Agrecalc relaunches improved Soil Carbon Module
Following a major upgrade to the platform, Agrecalc Cloud, and an ongoing migration of its users from version 1, Agrecalc has launched the new and improved Soil Carbon Module.
Soil sampling depth matters when it comes to Soil Organic Carbon (SOC) – as Agrecalc Head of Science, Rachael Ramsey explores. Using the right measurement approach can provide the best estimate of your current SOC stocks on farm and establish a baseline that you can use to re-measure against in years to come.
While the famous maxim “if you can’t measure it, you can’t manage it” might not be strictly accurate when it comes to soil organic carbon stocks, and its influence on carbon accounting, the alternative adage “if you don’t measure it, you can’t monitor it”, certainly does hold true. But why is measuring soil organic carbon stocks using the correct methodology so important?

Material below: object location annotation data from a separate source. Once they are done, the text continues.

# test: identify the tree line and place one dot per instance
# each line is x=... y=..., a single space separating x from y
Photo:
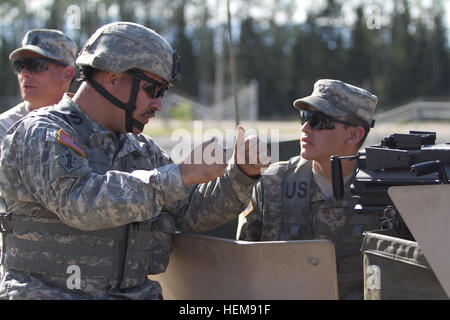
x=398 y=55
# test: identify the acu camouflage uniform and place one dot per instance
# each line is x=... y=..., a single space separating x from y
x=289 y=205
x=79 y=197
x=112 y=211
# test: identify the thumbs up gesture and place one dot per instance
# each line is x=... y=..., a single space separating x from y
x=250 y=154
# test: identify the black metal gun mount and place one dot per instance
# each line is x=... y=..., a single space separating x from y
x=399 y=160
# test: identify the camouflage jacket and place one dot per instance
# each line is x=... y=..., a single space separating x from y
x=288 y=205
x=58 y=164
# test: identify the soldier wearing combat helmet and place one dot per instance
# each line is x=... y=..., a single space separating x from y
x=294 y=200
x=91 y=203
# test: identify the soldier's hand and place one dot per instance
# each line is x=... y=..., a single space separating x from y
x=250 y=154
x=205 y=163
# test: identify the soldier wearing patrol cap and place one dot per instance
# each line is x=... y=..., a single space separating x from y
x=44 y=65
x=294 y=199
x=92 y=204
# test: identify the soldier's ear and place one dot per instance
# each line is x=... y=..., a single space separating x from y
x=68 y=73
x=354 y=135
x=110 y=80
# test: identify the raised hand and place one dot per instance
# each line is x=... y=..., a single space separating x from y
x=250 y=154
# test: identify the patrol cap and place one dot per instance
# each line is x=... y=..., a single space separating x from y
x=49 y=43
x=336 y=98
x=120 y=46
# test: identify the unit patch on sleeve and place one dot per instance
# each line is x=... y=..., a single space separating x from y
x=68 y=141
x=248 y=210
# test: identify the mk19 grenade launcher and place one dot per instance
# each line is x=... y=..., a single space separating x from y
x=400 y=160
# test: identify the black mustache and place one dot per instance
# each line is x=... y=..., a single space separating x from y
x=150 y=113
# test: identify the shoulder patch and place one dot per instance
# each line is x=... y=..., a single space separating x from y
x=68 y=141
x=248 y=210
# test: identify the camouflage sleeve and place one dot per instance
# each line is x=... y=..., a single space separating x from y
x=61 y=180
x=250 y=220
x=214 y=203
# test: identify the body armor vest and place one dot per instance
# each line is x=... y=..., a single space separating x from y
x=306 y=214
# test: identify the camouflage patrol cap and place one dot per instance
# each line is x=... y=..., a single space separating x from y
x=49 y=43
x=120 y=46
x=337 y=99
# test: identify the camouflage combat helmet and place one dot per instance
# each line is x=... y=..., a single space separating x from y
x=128 y=47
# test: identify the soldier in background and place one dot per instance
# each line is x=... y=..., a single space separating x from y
x=92 y=204
x=45 y=67
x=294 y=199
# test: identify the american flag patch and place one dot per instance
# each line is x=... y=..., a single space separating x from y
x=248 y=210
x=67 y=140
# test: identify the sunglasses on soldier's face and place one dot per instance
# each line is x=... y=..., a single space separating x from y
x=34 y=64
x=320 y=121
x=153 y=88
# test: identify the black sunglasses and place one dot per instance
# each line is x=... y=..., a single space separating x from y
x=34 y=64
x=153 y=88
x=320 y=121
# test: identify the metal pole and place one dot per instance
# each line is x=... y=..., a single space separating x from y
x=232 y=66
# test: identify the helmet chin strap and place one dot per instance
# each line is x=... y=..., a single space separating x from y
x=129 y=107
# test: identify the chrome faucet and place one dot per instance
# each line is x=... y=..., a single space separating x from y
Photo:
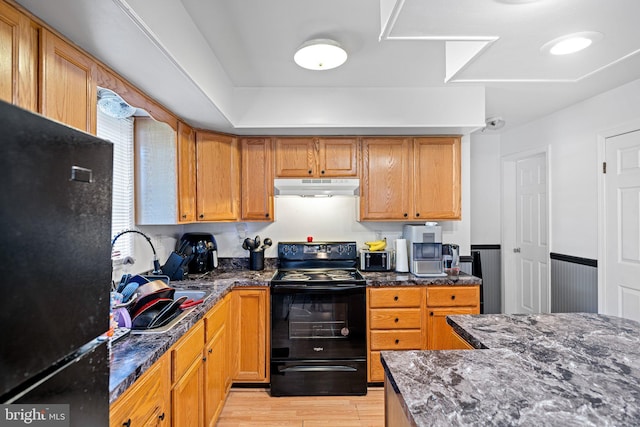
x=156 y=263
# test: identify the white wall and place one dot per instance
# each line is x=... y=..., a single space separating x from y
x=485 y=188
x=572 y=136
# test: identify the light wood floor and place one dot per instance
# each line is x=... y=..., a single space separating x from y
x=255 y=407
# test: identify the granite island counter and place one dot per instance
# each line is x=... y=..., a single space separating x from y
x=544 y=370
x=133 y=355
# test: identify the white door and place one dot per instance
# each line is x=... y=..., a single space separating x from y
x=622 y=226
x=531 y=252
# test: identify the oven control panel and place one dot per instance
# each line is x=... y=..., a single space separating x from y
x=317 y=250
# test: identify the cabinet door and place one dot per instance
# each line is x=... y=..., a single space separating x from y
x=295 y=157
x=440 y=335
x=386 y=186
x=18 y=58
x=250 y=335
x=437 y=178
x=187 y=406
x=146 y=402
x=214 y=382
x=218 y=177
x=257 y=179
x=68 y=88
x=186 y=173
x=338 y=157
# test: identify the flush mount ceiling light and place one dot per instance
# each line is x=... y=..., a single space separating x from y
x=320 y=54
x=571 y=43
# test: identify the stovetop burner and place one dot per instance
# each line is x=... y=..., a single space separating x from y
x=317 y=263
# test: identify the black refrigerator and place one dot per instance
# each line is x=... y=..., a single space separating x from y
x=55 y=270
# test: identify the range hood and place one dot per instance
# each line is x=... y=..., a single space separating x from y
x=316 y=187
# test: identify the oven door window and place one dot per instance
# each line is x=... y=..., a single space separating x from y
x=318 y=324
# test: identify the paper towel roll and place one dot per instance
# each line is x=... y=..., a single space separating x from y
x=402 y=259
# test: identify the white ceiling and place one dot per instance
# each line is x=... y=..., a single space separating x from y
x=415 y=66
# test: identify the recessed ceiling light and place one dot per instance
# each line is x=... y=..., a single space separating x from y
x=571 y=43
x=320 y=54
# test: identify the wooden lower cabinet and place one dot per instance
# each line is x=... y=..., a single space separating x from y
x=216 y=361
x=189 y=384
x=415 y=318
x=187 y=389
x=250 y=335
x=395 y=321
x=145 y=403
x=187 y=407
x=442 y=302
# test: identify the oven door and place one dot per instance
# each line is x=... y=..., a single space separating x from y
x=318 y=322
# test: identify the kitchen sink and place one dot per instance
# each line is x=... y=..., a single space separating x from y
x=194 y=295
x=191 y=295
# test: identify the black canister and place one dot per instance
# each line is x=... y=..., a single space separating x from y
x=256 y=260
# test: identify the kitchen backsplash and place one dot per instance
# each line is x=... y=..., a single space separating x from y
x=296 y=218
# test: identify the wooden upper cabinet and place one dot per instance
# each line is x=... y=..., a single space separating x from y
x=257 y=179
x=337 y=157
x=217 y=177
x=437 y=176
x=410 y=178
x=186 y=173
x=67 y=83
x=386 y=185
x=295 y=157
x=18 y=58
x=300 y=157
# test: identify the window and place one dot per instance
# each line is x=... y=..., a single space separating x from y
x=120 y=133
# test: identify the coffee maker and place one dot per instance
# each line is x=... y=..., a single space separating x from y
x=202 y=250
x=425 y=249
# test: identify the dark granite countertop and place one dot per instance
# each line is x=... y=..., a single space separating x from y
x=133 y=355
x=571 y=369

Agricultural soils represent an important reservoir of earth’s carbon and are estimated to contain one third of all terrestrial soil carbon. However, the ability of an agricultural soil to store (sequester) carbon is believed to be finite and is also influenced by management practices; some of which are beneficial for adding to the soil organic carbon (SOC) pool, whilst others can increase carbon losses from the soil.
Increasing soil carbon stocks, by adopting practices that promote soil carbon sequestration and build soil health, is a hotly debated topic among policy makers and researchers of late – both from the perspective of mitigating climate change, but also whether farmers should be paid for increasing soil carbon stocks and given “credits” for emissions that they offset.
Here we will explore why testing your soil with the right methodology is so important to monitor changes.
SOC content is a measurable fraction of the soil organic matter pool, the part of the soil that contains organic material including plant, microbial, algal, and animal compounds in different stages of decomposition, and humus. Changes in SOC can be difficult to detect as changes may occur slowly over many years, or even decades, so to measure changes accurately a robust sampling approach is needed.
To take an accurate soil sample you need a sampling strategy that accounts for some key factors:
SOC content can vary both spatially within field (hence why “W-walk” field sampling is recommended) but also the vertical distribution of soil organic carbon varies significantly with depth, and the age of this carbon can range from days old to millennia.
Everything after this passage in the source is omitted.